Fin 2024, un rapport sur l’échec et le rebond des entrepreneurs formulant une dizaine de propositions était remis au ministre de l’Économie. Et depuis ? Rien n’a bougé. Début 2025, la situation économique est même encore plus grippée qu’avant du fait de débats sans fin sur le budget de l’État. En parallèle, les annonces d’entreprises en difficulté se multipliaient et les études qui sortaient confirmaient l’augmentation à venir des défaillances. Si l’intention était là, les propositions du rapport Bourbouloux vont-elles finir à leur tour au fond d’un tiroir ?
"La situation impose d’agir pour faire du rebond une valeur et un levier de notre économie"
Avec ou sans rapport, plus que jamais, la situation impose d’agir pour faire du rebond une valeur et un levier de notre économie.
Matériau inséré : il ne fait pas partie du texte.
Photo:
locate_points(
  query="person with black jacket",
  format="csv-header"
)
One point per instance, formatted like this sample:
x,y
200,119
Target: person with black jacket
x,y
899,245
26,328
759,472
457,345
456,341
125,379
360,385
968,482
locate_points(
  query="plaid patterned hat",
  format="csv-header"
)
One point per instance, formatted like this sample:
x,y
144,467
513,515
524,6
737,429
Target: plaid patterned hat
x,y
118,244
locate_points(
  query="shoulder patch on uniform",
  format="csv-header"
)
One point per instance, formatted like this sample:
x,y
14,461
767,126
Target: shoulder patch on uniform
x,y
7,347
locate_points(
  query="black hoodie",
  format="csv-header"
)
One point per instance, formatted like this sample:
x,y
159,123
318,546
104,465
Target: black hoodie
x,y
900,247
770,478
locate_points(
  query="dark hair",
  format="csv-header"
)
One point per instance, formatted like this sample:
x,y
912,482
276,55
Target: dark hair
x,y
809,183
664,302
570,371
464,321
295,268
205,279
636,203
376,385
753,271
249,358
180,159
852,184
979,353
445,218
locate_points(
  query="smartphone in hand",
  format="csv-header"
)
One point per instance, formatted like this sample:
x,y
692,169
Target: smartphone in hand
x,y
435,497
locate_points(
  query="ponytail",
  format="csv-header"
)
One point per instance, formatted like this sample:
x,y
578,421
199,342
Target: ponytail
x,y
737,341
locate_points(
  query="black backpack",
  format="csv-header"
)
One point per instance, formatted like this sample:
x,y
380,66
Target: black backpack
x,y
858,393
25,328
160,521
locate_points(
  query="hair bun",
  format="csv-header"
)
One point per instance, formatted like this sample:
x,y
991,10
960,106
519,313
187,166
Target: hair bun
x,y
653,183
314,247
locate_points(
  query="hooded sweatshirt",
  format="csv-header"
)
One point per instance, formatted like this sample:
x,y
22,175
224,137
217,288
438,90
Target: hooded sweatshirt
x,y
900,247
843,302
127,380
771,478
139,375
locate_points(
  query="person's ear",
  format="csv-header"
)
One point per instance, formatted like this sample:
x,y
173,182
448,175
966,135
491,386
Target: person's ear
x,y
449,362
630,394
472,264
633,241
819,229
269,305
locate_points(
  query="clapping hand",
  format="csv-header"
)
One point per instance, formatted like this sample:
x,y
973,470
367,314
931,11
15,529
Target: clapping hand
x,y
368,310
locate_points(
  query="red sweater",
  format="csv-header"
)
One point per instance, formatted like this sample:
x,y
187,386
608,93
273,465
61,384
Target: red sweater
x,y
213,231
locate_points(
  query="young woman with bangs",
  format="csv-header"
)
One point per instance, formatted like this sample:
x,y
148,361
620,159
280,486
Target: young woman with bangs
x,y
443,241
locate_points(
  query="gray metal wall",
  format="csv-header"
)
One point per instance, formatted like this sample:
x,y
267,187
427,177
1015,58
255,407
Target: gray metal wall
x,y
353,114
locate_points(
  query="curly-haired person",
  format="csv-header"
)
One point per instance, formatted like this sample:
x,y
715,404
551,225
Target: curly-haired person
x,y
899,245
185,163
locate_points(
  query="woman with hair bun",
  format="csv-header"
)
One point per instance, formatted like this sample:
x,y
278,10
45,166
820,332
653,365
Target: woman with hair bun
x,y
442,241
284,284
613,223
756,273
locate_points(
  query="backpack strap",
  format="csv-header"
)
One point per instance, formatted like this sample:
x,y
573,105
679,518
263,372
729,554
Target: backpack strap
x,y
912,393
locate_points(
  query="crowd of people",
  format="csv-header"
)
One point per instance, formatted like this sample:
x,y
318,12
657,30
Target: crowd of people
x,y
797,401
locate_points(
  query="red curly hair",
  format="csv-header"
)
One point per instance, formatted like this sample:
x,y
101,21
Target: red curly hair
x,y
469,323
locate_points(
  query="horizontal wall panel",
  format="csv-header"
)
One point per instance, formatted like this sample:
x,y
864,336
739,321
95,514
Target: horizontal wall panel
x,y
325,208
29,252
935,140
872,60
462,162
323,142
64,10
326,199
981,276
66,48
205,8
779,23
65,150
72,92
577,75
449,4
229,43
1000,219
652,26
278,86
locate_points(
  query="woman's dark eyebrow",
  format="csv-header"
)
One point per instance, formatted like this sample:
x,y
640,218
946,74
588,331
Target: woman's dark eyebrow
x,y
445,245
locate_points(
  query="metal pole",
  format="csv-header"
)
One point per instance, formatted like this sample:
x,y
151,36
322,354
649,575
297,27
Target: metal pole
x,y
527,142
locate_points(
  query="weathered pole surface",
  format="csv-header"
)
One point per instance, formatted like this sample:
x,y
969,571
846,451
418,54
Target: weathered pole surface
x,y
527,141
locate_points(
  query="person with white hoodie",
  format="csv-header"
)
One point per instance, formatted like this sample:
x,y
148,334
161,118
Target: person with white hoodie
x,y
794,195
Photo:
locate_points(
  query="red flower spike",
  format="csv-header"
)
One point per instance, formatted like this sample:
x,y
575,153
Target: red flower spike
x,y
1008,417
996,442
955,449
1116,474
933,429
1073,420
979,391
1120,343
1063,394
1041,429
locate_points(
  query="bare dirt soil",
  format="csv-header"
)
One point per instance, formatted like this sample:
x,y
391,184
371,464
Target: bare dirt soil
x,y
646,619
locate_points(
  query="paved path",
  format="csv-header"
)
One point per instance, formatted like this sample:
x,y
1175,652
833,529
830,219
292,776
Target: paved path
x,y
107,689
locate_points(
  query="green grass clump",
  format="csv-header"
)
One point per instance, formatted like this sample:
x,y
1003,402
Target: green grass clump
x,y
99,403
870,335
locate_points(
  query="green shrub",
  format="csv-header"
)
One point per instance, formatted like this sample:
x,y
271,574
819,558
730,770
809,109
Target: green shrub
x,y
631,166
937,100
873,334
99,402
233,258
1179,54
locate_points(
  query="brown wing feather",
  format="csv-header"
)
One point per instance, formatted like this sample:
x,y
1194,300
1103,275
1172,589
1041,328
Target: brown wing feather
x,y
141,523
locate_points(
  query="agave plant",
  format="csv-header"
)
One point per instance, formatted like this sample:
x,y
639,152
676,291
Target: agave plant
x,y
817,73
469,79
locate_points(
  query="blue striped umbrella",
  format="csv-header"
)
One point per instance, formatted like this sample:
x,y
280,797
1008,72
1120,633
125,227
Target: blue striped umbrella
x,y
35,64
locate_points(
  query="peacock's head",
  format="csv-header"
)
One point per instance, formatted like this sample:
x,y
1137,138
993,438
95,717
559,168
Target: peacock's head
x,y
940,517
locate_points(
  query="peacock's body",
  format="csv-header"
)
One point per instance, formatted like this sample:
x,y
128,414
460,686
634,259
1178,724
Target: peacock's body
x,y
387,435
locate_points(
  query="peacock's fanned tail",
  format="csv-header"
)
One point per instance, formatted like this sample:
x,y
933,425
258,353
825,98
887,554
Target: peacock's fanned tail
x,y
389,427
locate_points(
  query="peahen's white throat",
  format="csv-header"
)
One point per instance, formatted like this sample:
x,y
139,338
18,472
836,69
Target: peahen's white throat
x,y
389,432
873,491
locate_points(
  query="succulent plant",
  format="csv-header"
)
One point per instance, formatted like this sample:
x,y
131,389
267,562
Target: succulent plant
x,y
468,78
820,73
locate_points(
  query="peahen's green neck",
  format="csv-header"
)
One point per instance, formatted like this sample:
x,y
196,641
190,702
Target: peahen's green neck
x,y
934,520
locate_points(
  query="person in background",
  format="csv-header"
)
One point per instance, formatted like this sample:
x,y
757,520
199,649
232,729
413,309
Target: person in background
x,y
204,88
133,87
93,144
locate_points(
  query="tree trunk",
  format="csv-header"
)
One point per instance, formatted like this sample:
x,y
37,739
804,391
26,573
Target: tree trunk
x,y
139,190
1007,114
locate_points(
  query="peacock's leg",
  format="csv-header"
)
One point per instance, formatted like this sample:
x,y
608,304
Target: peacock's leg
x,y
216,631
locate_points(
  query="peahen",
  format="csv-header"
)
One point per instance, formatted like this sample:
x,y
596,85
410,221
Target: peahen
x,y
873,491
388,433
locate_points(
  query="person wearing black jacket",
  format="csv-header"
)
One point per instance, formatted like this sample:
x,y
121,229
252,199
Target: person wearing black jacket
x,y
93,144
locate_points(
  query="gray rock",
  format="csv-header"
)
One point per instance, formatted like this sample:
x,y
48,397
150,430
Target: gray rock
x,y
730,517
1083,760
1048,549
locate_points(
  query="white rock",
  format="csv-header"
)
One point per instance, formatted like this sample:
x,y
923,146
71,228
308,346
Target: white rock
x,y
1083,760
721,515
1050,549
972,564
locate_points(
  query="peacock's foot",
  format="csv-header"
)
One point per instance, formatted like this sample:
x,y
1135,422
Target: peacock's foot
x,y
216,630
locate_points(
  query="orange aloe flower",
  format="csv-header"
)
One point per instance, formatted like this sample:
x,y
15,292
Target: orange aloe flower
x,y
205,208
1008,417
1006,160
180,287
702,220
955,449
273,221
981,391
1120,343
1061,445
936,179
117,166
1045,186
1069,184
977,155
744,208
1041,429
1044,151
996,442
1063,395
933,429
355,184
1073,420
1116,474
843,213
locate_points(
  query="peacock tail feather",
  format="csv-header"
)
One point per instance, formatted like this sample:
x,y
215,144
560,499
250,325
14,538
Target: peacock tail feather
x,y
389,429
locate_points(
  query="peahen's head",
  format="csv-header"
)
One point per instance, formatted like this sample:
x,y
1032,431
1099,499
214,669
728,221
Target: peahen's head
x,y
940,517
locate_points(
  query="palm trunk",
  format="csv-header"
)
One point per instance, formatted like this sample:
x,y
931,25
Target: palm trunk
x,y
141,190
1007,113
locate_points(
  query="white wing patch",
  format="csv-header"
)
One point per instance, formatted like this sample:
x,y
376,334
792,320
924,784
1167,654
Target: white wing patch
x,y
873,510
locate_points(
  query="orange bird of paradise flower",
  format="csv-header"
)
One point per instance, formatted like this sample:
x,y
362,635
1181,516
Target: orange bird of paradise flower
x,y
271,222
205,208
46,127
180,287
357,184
Si on veut limiter la casse, les mesures adoptées doivent s’adresser à tous les chefs d’entreprise - et pas seulement à ceux dont la société est placée en liquidation (ou est en passe de l’être). Rebondir est nécessaire quand un marché ne se développe pas comme prévu, quand un produit ne trouve pas sa clientèle, quand des divergences se déclarent avec un associé, quand un collaborateur perturbe le fonctionnement d’une équipe, quand le dirigeant a un pépin de santé, etc.
Le rebond, un état d’esprit
Mais rebondir demande un certain état d’esprit. Il faut être prêt non seulement dans sa tête mais aussi en termes d’organisation et de réseau de contacts. Si on ne lance pas un projet d’entreprise pour qu’il échoue, il faut quand même envisager cette éventualité et la préparer. Plus l’entrepreneur acceptera la possibilité d’une faille, plus il entendra les signaux faibles, saura identifier en amont les appuis utiles en cas d’aléas et bâtira un réseau efficace. Tout cela lui conférera une solide capacité pour rebondir le jour où la situation le lui imposera.
Parmi les mesures listées par notre association dans sa contribution au groupe de travail pour développer ce "mindset", il en a trois qui ne nécessitent pas de lourds investissements et sont relativement simples à mettre en place.
Faire du rebond entrepreneurial une cause nationale
D’abord, faire du rebond entrepreneurial une grande cause nationale, y dédier une grande campagne de communication basée sur des témoignages d’entrepreneurs à rebond et instaurer "la semaine du rebond" comme il existe aujourd’hui une "semaine de l’industrie", en capitalisant sur les forces virales des nouveaux médias et nouveaux formats de communication. Cela contribuerait à casser les codes, battre en brèche les idées reçues, changer le vocabulaire utilisé, avoir davantage d’entrepreneurs français dans les rôles-modèles. Quant à la Journée Nationale du Rebond Entrepreneuriale, elle a été lancée pour les 5 ans des Rebondisseurs Français. Sa troisième édition se tiendra fin novembre au ministère de l’Économie et des Finances.
Parler d’entrepreneuriat aux jeunes
Deuxième levier : la formation. Parler d’entrepreneuriat et de rebond aux plus jeunes dans les écoles, collèges et lycées marquerait un grand pas. Plus simplement, on pourrait ajouter dans tous les cursus "entrepreneuriat" de l’enseignement supérieur des modules qui sensibilisent et préparent au rebond. Dispensés par des entrepreneurs expérimentés, ils apprendraient aux étudiants à se projeter dans tout type de situation et à systématiquement élaborer des plans A, B et C afin de se relever plus rapidement si des difficultés surviennent.
Une aide pour les chefs d’entreprise
Troisième levier : la santé mentale étant déjà reconnue "grande cause nationale 2025", il pourrait être pertinent de prévoir une aide pour les chefs d’entreprise comme cela est fait pour les étudiants. À raison d’une prise en charge à 100 % de 3 à 5 séances avec un professionnel, l’objectif est d’éviter le burn-out et de les aider à trouver en eux les ressources pour traverser les difficultés, sauver ce qui doit l’être et se reconstruire.
Donner aux chefs d’entreprise des outils concrets pour rebondir face aux incertitudes économiques, aux défis du financement, à l’évolution des modèles économiques et aux nouvelles opportunités technologiques devrait être une priorité pour sécuriser le futur de nos entreprises. Alors cessons de parler et agissons. Pouvoir rebondir aussi, c’est pouvoir agir.